What this tells me is that our ability to conquer the fears of our day (COVID-19, economic collapse, etc.) is not tied to us controlling the virus or the stock market, but in knowing the One who sits Sovereign over it all.  

What is sad, though, is that many today do not know the power of the One whose boat we are in.  Though we live in a day where knowledge is everywhere, it is amazing how we have edited knowledge of God for a generation.  (BTW:  I think Wildwood Children, Student, and College Ministries do an amazing job of teaching the full counsel of God to our kids, but sadly our culture and even some churches want to gloss over the true character of God).  

  • We don’t like what God calls sin, so we minimize the reality of God’s holiness.  
  • We are afraid of the excesses of the hyper-charismatics, so conservatives downplay the supernatural power of God.  
  • We believe in individualism above all, so we make our relationship with God into a solo activity, not a team sport.  
  • We only want to think of God’s love, so we edit out His justice.  
  • We so focus on the science that describes a phenomena that we forget that there was a God who made it all.  

When this happens, we run the risk of reducing God to a “Nice Old Man,” and that version of God seems like little help in the midst of a storm.  BUT, God is not just a Nice Old Man.  He is the holy, Almighty, Just, Creator of all things, who sits Sovereign over the Universe . . . and He is in our boat!  Or better . . . we are in HIS boat.  We escape the paralyzing nature of our fears, when we remember the One who we really should fear the most, is on our side!  “If God is for us,” Paul says, “Who can be against us?”  

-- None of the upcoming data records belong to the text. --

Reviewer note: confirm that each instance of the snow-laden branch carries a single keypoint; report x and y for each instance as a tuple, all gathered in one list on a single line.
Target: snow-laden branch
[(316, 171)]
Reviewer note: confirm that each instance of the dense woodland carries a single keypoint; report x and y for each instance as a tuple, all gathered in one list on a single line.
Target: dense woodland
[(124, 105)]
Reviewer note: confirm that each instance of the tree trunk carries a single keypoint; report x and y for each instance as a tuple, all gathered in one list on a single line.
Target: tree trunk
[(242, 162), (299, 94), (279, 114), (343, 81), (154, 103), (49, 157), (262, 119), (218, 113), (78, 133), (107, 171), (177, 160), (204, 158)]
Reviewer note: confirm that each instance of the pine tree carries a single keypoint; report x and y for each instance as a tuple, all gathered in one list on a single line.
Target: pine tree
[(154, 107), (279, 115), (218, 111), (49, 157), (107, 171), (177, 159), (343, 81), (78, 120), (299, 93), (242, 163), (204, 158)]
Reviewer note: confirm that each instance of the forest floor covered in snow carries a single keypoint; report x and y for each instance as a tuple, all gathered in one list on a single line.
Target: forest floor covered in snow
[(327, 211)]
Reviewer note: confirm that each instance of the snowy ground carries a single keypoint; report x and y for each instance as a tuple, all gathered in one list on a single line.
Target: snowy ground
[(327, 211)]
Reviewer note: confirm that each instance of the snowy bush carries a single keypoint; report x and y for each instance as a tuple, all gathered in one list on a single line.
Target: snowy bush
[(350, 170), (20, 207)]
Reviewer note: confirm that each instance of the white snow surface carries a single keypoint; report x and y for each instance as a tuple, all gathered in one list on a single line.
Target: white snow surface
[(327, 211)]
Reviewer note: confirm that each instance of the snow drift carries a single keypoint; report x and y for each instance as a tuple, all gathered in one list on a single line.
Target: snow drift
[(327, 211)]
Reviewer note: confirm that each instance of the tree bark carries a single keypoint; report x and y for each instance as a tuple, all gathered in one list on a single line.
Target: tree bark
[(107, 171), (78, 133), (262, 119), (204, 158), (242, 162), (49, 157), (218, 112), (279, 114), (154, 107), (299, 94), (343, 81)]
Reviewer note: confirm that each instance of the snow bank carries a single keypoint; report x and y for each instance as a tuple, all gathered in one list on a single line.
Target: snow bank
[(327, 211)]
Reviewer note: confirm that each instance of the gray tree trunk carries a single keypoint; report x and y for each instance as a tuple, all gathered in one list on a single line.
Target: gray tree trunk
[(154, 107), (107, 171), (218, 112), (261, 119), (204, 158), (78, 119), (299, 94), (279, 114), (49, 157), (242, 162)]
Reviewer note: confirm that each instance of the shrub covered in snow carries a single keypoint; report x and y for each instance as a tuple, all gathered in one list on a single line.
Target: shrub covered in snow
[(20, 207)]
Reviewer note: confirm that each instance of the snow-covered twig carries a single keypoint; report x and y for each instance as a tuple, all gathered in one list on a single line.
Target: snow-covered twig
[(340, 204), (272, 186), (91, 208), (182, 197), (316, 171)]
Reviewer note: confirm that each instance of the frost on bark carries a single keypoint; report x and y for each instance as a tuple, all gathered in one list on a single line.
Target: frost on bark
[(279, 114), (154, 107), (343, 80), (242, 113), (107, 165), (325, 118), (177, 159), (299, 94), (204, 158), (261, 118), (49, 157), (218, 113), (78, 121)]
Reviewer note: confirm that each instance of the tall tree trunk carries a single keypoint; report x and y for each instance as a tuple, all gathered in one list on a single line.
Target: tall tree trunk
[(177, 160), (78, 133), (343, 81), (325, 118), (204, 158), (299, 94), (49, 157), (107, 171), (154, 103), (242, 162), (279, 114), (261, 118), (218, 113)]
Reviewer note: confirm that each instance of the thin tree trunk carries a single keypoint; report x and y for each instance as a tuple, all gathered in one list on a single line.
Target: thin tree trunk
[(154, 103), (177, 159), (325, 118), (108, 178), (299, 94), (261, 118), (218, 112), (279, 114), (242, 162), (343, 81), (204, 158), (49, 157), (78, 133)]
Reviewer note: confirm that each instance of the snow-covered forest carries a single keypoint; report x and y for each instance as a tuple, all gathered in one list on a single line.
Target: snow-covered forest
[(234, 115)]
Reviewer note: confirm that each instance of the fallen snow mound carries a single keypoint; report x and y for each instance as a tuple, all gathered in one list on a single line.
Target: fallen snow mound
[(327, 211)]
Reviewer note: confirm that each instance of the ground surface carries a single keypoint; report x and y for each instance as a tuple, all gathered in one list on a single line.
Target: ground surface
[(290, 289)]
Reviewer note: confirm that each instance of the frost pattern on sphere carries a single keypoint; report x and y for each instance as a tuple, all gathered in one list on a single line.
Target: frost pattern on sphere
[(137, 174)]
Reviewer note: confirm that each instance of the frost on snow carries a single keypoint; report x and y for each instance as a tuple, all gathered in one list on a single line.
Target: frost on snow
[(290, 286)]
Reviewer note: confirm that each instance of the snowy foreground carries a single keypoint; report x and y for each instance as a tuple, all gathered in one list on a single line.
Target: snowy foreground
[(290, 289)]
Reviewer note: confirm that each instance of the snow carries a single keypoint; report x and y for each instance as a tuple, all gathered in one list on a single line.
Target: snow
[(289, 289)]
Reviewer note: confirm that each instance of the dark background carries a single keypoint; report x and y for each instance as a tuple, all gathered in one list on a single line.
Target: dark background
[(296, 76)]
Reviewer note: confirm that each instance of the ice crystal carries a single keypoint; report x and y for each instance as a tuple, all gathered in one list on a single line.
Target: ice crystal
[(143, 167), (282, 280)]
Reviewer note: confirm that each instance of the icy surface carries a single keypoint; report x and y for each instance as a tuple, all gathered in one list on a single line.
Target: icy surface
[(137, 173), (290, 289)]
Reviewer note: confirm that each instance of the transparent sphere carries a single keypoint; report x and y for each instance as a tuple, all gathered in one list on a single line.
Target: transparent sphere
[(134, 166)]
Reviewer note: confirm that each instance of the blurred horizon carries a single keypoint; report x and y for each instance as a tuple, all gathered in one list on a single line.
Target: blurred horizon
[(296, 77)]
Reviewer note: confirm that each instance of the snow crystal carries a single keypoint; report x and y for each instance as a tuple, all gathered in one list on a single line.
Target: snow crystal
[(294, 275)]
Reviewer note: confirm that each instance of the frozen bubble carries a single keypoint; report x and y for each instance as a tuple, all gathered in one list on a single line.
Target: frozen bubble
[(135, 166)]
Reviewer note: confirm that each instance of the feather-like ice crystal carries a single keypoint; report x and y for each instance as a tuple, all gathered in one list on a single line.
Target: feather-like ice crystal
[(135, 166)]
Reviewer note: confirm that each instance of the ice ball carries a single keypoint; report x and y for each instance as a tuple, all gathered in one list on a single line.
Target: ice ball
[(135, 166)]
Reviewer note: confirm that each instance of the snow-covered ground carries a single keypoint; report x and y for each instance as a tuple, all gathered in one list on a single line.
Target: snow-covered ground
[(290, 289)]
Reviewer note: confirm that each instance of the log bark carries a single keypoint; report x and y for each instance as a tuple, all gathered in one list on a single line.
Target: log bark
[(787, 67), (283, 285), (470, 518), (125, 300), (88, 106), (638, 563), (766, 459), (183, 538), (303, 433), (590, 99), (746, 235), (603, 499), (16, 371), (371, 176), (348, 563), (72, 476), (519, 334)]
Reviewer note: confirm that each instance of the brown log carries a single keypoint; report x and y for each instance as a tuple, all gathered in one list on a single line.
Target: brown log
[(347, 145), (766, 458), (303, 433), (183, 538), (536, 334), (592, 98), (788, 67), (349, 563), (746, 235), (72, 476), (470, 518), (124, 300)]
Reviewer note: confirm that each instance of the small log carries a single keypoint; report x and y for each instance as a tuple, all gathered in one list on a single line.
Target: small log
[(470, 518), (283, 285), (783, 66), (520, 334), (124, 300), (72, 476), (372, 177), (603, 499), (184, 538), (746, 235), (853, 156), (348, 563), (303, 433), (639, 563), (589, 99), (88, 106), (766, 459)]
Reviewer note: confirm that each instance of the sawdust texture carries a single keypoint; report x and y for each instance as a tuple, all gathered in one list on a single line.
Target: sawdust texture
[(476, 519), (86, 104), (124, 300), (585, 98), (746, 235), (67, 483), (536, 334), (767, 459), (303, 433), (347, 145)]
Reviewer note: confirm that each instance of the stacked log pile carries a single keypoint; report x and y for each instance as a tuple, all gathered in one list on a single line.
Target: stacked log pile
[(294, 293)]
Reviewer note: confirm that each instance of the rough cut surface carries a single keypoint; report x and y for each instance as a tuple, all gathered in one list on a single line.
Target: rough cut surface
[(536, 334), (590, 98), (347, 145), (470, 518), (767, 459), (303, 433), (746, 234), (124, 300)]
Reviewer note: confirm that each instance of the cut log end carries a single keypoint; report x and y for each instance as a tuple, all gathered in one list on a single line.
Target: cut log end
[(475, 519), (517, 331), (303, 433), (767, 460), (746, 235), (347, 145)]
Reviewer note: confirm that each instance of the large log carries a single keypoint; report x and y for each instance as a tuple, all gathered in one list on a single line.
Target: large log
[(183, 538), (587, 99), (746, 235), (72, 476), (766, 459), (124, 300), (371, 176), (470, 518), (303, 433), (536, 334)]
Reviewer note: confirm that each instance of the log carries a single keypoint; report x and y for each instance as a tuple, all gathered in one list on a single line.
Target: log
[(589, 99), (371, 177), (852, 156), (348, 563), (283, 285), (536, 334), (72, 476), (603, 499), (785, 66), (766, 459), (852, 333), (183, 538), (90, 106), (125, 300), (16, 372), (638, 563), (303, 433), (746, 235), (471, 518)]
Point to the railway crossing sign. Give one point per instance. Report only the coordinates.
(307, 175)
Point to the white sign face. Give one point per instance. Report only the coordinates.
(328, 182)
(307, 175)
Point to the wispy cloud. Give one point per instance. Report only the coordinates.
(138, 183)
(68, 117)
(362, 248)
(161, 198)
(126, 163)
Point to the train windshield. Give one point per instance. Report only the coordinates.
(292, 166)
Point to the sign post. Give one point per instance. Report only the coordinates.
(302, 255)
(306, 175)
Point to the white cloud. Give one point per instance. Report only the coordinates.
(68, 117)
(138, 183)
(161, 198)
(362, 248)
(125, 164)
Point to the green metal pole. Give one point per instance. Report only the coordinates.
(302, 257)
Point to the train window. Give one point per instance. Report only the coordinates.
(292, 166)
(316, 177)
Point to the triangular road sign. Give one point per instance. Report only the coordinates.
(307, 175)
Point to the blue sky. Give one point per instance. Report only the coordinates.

So, what do we do with this?

  • Well, remember who God really is.  This is why it is so important to read the Scriptures.  Too often we allow our imaginations to create God for us . . . instead of allowing the Scripture to reveal Him to us.  The God who really is, not the God we imagine, is the God who can relieve us from our fears.  Get to know Him.  See His power and His righteousness and His justice . . . but also see His love.  He wants life, not death, for you . . . and is pursuing you to that end.
  • Get in the boat with Jesus.  Trust in Him for the forgiveness of your sins.  If we spend our lives outside the boat in the middle of the storm, we will drown.  Hop in with Jesus by faith.  Trust in Him for the forgiveness of your sins and your hope for all eternity.
  • Identify your fears in other things, but then compare them to the God who loves you.  A virus will not hijack God’s plans for your life.  Your days are numbered by the One who wore the crown of thorns, not the crowned virus.  I may very well die of COVID-19 (though statistically that is highly unlikely, it is possible).  But if I do, it will not be because COVID-19 was in control . . . it will be because a Sovereign, loving, wise, and holy God allowed it.  

So, in this age bookended by fear, let’s remember to fear, revere, and trust the One who sits above it all.  Let’s hop in His boat together to the glory of God.

2 thoughts on “What are you afraid of?

  1. This was really good stuff Mark. I think I will incorporate it in writing to my pen pals this month.